Many of us owners have tried numerous times to get information from the Towers management and what we do get is clearly inaccurate and misleading, and we are given the run-around, likely in the hopes that we will just be quiet and go away.
Part of the large maintenance fee we each pay annually is to cover insurance for the property. This means that there should have been a pay-out by the insurance company after Hurricane Irma, The Towers should have been repaired, the property should now be available to the owners that invested in vacation weeks there.
For a time, we were asked to pay our annual maintenance fees, but this was for a property that was essentially non-existent and not available to us. Certainly there was no maintenance and, again, insurance should have covered the damage. Most of us did pay the maintenance fee for 2018, the year immediately after Irma, but received nothing for it. We don’t know what that year’s fees were used for.
There is no communication to us from The Towers.
Instead, nothing has been done. We started hearing reports that, although The Towers was not available to the vacation owners, several staff – including Clarence Derby, General Manager – were living there. I have no problem with that in the immediate aftermath of the hurricane if housing was an issue during a crisis. However, the residency seems to have become permanent or long-term.
Then we started becoming aware of the property being used as a hotel. When we contacted The Towers for clarification, they denied it but, clearly the report was correct. The Towers timeshare owners are being kept from using their timeshare weeks, but anyone else could rent the units as hotel rooms.
We have contacted government officials, The Daily Herald, certainly The Towers and all to no avail. Mr. Ansari and his company have done as they please for their own benefit to the detriment of St. Maarteners that were employed at his property, timeshare owners that invested their vacation dollars there, and the country’s reputation. This goes all the way back to the destruction of Mullet Bay Resort by Hurricane Luis in 1995.
The government seems powerless to do anything to rectify the situation, neither for its own people that are impacted by losing jobs nor for The Towers timeshare owners that have enjoyed visiting St. Maarten year after year. I retired last year and, though I’ve only visited St. Maarten three times in the 27 years that we’ve owned – and paid maintenance fees – at The Towers (our friends also used our timeshare unit 3 times), was looking forward to now being able to spend more time there.

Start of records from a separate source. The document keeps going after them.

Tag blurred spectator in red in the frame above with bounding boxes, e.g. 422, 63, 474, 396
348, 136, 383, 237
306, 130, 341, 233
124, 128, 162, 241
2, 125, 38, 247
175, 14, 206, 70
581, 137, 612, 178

There is now the sense that Mr. Ansari et al are waiting us out, until we get tired of
this struggle, until we all leave.
As well, there has been a discussion (on a Towers Owners discussion board) that perhaps there is a loophole that if we don’t pay maintenance fees for a certain period, we will forfeit our ownerships. However, the paying of maintenance fees should go hand in hand with the ability to access and use the property in top condition … RCI’s Gold rating to be exact.
There has been a failure in this on so many levels. We feel mistreated and duped.
And now our timeshare property is officially being called a “hotel”.
Wishing you health and safety during these unprecedented times.